The same multinomial formula we found above!

This really isn't so surprising, as it says the combinatoric probability converges to the multinomial with fully continuous priors $p,q$ in the large sample $N \to \infty$ limit, but it is interesting to note.

Now, Fisher, when quoting p-values, or significance tests for a relationship between $x,y$, would simply use the count of contingency tables that had table counts $\mathbf{n}$ more extreme than what's observed. For instance, let's say we observe a True/True $x,y$ occurence that is higher than expected under the marginals: $n_{11}>N p q$ or $n_{11} > R_1 C_1 / N $: what's the sum of the probabilities of tables that have an even \textit{higher} $n_{11}$? This is called a one-tailed pvalue significance test, and for the fisher exact test and the multinomial method, corresponds to a simple sum.

I won't get too into the details of implementation now, but suffice to say, scipy's got a fisher test calculation all on its own!

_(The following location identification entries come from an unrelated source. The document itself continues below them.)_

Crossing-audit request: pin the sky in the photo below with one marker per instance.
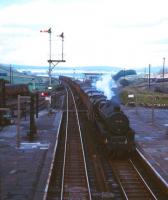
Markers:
(121, 33)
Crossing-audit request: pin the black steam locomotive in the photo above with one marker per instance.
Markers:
(116, 135)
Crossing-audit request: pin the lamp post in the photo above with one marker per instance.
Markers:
(49, 61)
(163, 70)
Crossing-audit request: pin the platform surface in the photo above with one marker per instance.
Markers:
(24, 170)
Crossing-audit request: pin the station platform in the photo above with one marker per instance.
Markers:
(151, 135)
(24, 170)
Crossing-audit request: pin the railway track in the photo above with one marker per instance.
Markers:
(69, 179)
(103, 178)
(130, 180)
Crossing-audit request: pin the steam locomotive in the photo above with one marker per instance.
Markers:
(116, 135)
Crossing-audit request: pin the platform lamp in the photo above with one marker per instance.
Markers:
(163, 69)
(49, 71)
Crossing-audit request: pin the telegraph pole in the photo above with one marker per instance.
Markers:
(51, 61)
(149, 74)
(163, 69)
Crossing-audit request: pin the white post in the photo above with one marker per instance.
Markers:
(18, 124)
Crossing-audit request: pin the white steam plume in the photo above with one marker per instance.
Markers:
(105, 84)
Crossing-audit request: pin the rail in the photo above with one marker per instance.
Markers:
(80, 187)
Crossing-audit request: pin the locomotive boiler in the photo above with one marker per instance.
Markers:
(116, 135)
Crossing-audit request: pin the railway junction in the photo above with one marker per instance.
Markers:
(38, 169)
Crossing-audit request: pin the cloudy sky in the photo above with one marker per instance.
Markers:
(123, 33)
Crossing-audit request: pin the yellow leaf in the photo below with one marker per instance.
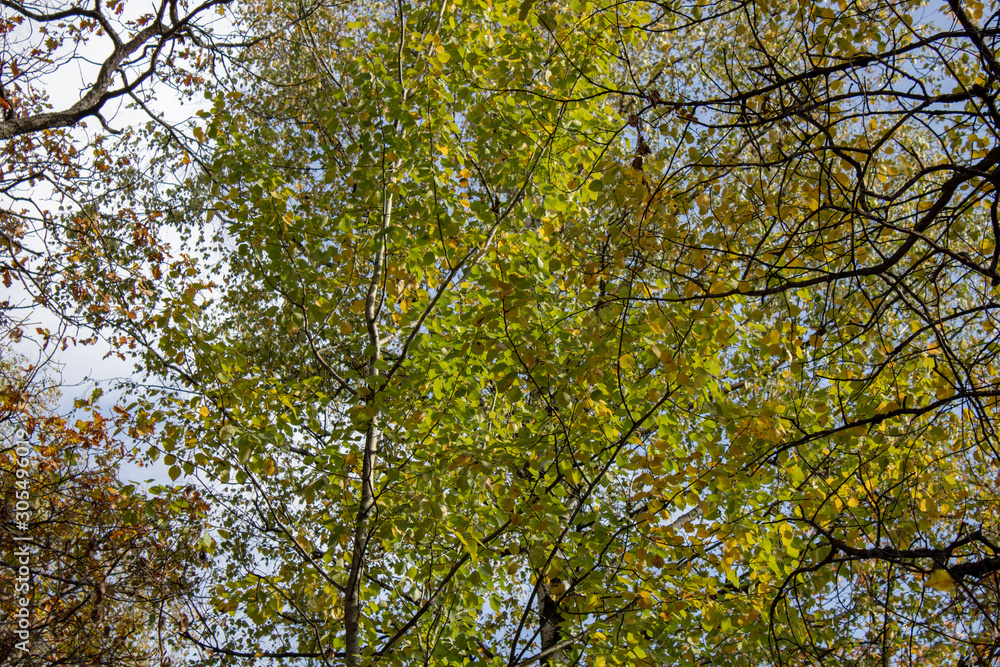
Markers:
(941, 580)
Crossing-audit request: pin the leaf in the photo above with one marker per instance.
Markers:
(941, 580)
(524, 9)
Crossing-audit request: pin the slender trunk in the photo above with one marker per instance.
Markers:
(352, 594)
(550, 621)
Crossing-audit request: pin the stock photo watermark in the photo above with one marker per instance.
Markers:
(22, 554)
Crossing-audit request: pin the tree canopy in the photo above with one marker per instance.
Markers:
(586, 333)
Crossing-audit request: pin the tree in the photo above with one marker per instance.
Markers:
(93, 570)
(532, 348)
(79, 251)
(77, 239)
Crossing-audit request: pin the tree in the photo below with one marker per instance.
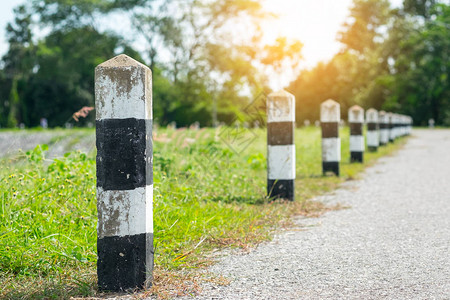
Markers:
(18, 64)
(420, 81)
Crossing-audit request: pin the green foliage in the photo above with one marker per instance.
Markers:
(207, 195)
(393, 60)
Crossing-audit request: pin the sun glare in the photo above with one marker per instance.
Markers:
(312, 22)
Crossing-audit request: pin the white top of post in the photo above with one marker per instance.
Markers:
(123, 89)
(372, 115)
(281, 107)
(356, 114)
(330, 111)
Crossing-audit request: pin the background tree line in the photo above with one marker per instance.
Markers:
(209, 60)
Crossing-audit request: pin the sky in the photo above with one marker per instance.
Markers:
(313, 22)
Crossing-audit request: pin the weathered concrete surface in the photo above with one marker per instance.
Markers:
(393, 243)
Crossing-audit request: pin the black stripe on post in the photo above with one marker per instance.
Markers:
(332, 167)
(356, 128)
(284, 189)
(129, 268)
(330, 129)
(122, 150)
(280, 146)
(356, 123)
(330, 117)
(372, 126)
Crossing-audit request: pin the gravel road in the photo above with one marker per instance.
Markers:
(393, 243)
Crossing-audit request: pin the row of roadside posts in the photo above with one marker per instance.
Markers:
(123, 102)
(382, 128)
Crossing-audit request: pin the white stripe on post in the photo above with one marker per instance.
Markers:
(330, 117)
(356, 123)
(123, 101)
(373, 136)
(280, 144)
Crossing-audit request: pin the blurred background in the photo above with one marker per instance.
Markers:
(211, 58)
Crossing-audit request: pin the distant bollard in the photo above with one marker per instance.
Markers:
(330, 117)
(373, 135)
(384, 128)
(396, 126)
(281, 147)
(390, 119)
(123, 101)
(410, 124)
(356, 123)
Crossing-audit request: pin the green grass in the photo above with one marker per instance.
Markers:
(209, 193)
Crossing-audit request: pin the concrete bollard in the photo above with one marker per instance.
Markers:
(384, 128)
(404, 125)
(373, 134)
(390, 122)
(123, 101)
(410, 125)
(356, 123)
(330, 117)
(281, 147)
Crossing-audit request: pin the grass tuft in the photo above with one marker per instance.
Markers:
(209, 194)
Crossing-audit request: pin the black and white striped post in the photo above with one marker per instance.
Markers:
(281, 147)
(390, 119)
(123, 101)
(330, 117)
(356, 123)
(384, 128)
(410, 124)
(373, 135)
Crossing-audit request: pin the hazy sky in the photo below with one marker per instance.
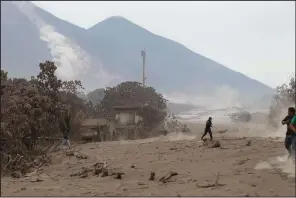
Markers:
(255, 38)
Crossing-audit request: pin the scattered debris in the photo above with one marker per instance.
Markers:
(152, 176)
(36, 179)
(118, 175)
(83, 173)
(222, 131)
(215, 184)
(76, 154)
(241, 162)
(211, 144)
(165, 179)
(249, 143)
(16, 174)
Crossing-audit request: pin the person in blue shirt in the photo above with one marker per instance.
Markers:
(208, 129)
(292, 126)
(289, 133)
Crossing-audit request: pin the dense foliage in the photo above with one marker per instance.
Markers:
(32, 110)
(152, 105)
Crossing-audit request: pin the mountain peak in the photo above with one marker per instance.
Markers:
(114, 21)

------------------------------------------------------------------------------------------------------------------------

Now what hasn't been mentioned is lift. And it relates directly to the laplace smoothed priors discussed earlier. Lift is simply:

\begin{eqnarray}
l(x\vert y) &=& \frac{P(x \vert y)}{P(x)} = \frac{P(x,y)}{P(x)P(y)}
\end{eqnarray}

or, the probability of $x$ taking on some value given $y$ relative to $x$ occurring independently. Lift is a number between zero and infinity, and basically means: how many more times likely is $x$ going to occur given $y$? For low sample size $N < 1000$, it's probably a good idea to smooth the priors $P(x),P(y)$ giving us:

\begin{eqnarray}
l(x\vert y) &=&  \frac{P(x,y)}{P(x)P(y)} \\
&=& \frac{(N+\alpha d_x)(N+\alpha d_y)}{N}\frac{n_{xy}}{n_x n_y }
\end{eqnarray}

Where $n_x,n_y$ is the event count of $x$ and $y$. $n_{xy}$ is th joint event count of $x,y$.
------------------------------------------------------------------------------------------------------------------------

For those who are heavily implementation-focused, you'll note that this fisher test can be done for any type of contingency table -- it doesn't have to be two binomial marginal distributions, they could easily be multinomials! -- but often the best way to do things is to OneHotEncode the scikit-learn first, and then do simple fisher exact tests on each of the pairwise 2x2 contingency tables for feature selection. I hope that helps!